Detail #231: A Noun Complex

So, let's consider a language that has fairly morphologically simple nouns: maybe they mark one or two things - but preferrably at most one of those things at a time.

But the noun phrase has a thing going for it that is more complicated. The article. The article bears the brunt of morphological marking, and this to an extent that far surpasses German.

First, we'll posit a historical origin: nouns that have been grammaticalized. So, instead of "actor" vs "actress", you have "boy actor" vs "girl actor". Thus, what now are articles, historically have been nouns. There is a fair share of such former nouns, and the noun classes can be somewhat overlapping.

Possessors of the noun have a congruence marker in the article. Certain nominal possessors may be incorporated into the article, but some will just have a possessive pronominal suffix on the article. Certain adjectives can also be incorporated, but only one at a time.
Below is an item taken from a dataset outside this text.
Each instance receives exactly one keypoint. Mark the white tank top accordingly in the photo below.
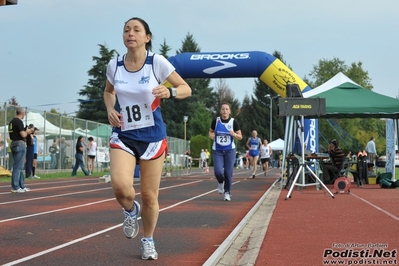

A number of morphemes corresponding to different types of indefinites and definites also go on the article. 

What more can we throw onto these auxiliary nouns to get a sort of "polysynthetic noun phrase" going? Case could be an obvious thing, but let's not go there. Other kinds of relations than possession? E.g. spatial relations with regards to other nouns and deictics?

A noun that is represented by a pronominal suffix in "another noun's article" does not require an article of its own, unless it has further embedded relations (i.e. a possessor of a possessor or somesuch).